Ma non finisce lì. Le voci si moltiplicano. Sono ovunque. "Walking Dead, fenomenale!", "Game of Thrones, spettacolo puro!" Sui social, sei circondato. L'argomento serie tv brucia chilometri di post dai toni alti. "Ho finito la sesta stagione di Downton Abbey, come faccio adesso??!!", "Niente è meglio di True Detective". A quel punto sei frastornato e cominci a pensare che o il mondo è impazzito o... "Ma no dai - ti persuadi - sarà la moda del momento". E ti rifugi in un buon Hitchcock, che schiarisce le idee. 

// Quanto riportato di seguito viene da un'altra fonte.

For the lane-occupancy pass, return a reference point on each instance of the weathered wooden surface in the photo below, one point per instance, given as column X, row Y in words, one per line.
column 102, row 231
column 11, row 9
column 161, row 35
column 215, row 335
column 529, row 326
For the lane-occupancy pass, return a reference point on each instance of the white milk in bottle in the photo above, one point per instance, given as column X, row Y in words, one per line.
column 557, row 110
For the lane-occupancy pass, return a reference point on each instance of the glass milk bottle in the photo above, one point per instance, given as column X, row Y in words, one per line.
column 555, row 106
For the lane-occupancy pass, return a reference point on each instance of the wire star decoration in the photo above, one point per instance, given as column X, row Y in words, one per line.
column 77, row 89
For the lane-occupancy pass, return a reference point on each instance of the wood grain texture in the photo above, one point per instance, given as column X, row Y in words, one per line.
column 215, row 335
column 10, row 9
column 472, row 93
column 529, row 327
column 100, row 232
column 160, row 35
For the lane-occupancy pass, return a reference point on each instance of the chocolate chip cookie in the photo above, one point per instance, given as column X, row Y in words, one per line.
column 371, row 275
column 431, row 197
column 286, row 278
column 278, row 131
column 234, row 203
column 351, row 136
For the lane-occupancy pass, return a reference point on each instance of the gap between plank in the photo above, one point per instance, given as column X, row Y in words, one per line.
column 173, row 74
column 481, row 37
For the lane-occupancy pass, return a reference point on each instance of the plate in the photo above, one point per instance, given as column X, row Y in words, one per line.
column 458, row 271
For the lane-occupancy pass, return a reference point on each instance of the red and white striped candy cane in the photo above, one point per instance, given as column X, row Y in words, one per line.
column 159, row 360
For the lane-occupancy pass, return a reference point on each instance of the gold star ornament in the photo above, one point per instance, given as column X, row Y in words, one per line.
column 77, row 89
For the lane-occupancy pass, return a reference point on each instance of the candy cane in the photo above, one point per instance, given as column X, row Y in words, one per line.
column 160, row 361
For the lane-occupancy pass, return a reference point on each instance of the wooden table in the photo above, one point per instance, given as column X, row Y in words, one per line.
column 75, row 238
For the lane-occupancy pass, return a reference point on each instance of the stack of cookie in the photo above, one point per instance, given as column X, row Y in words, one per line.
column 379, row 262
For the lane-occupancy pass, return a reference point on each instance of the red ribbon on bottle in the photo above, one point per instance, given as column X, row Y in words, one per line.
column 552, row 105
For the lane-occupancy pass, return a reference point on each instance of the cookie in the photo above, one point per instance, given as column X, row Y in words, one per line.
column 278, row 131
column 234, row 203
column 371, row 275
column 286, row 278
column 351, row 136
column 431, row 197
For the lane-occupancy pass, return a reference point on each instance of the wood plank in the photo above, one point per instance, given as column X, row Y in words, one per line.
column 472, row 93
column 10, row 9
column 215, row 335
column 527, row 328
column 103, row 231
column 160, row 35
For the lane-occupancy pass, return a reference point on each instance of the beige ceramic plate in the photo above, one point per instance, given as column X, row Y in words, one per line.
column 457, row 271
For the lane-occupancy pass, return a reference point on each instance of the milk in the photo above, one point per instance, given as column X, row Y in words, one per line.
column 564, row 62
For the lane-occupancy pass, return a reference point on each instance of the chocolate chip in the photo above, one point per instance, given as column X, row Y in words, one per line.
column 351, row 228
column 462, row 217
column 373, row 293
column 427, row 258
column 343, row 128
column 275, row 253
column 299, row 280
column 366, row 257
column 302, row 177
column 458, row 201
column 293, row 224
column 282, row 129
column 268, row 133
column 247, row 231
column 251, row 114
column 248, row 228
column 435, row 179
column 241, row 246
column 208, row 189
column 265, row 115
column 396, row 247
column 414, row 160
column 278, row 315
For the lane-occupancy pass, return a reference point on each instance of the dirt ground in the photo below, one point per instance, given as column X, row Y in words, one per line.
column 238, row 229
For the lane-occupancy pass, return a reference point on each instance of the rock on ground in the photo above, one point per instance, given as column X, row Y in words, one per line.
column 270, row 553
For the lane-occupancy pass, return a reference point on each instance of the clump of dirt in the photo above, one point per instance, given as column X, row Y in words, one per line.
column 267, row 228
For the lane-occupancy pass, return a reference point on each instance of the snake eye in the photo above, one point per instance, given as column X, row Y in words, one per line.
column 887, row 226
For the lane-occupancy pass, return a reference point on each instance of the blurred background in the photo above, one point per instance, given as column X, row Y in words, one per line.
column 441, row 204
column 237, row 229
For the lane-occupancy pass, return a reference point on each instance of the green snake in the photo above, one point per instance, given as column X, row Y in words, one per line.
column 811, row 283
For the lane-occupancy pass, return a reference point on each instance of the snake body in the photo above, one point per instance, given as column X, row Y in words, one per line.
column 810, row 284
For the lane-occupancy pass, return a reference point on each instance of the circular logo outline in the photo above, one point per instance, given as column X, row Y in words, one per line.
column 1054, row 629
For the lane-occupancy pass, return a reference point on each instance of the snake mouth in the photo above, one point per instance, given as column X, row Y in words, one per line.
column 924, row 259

Poi però, una sera accade l'imprevedibile. La tua amica cinefila, con cui hai visto e discusso con argomenti raffinati decine di film d'autore, ti dà buca alla proiezione dell'ultimo Dardenne perché "stasera devo finire Dexter, sai, è una passione". A quel punto le tue riserve crollano. Cerchi una ragione plausibile. "Forse ha un amante e non me lo dice" pensi. Ma non regge. Così, in quattro e quattr'otto, solo e pieno di sospetti, prendi il tablet e ti abboni a un servizio streaming. Tanto per toglierti la curiosità. Due minuti e davanti ai tuoi occhi si materializzano in immagini i titoli di cui hai sentito parlare, insieme a tanti altri. Fai clic a caso. E sei finito.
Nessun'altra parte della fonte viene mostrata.